India and China fought a border war in this region in the 1960s, and the lack of transparency from Beijing has helped fuel speculation it might use the dam to cut off water in another conflict, according to Sayanangshu Modak, an expert on the India-China water relationship at the University of Arizona.
"The construction of the Yarlung Zangbo hydropower project is a matter within the scope of China's sovereign affairs," Beijing's foreign ministry said on Tuesday, adding the dam would provide clean energy and prevent flooding.
"China has also conducted necessary communication with downstream countries regarding hydrological information, flood control, and disaster mitigation cooperation related to the Yarlung Zangbo project," the ministry said.
India's foreign and water ministries did not respond to requests for comment.
But the impact of the dam on downstream flows has been overstated, in part because the bulk of the water that enters the Brahmaputra is from monsoon rainfall south of the Himalayas, and not from China, said Modak.
He added that China's plans are for a "run of the river" hydropower project, which means the water will flow normally along the usual course of the Brahmaputra.
India itself has proposed two dams on the Siang river, its name for the Yarlung Zangbo. One, an 11.5-gigawatt project in Arunachal Pradesh, will be India's largest if it goes ahead.

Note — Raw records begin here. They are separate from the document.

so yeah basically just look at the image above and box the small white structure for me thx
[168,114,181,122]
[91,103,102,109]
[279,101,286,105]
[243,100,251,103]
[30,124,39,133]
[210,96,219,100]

Those have been proposed, in part, to assert India's claims on the river and bolster its case should China ever seek to divert the water, Modak added.
"If India can show that it has been using the waters, then China cannot unilaterally divert," he said.
Quarrels over dams and water security are not new. Pakistan has accused India of weaponising shared water supplies in the disputed Kashmir region after New Delhi suspended its participation in the Indus Waters Treaty, which regulates water sharing between the neighbours.
In Egypt, a senior politician was once caught on camera proposing to bomb a controversial Nile river dam planned by Ethiopia during a long-running dispute over the project.
The dam will be built in an earthquake zone also prone to landslides, glacial‑lake floods and storms. A spree of dam building in the area sparked concerns from experts about safety following a devastating earthquake in Tibet earlier this year.
A much smaller hydropower project on a nearby tributary has been limited to four‑month construction windows because of engineering challenges in high altitudes and vicious winters.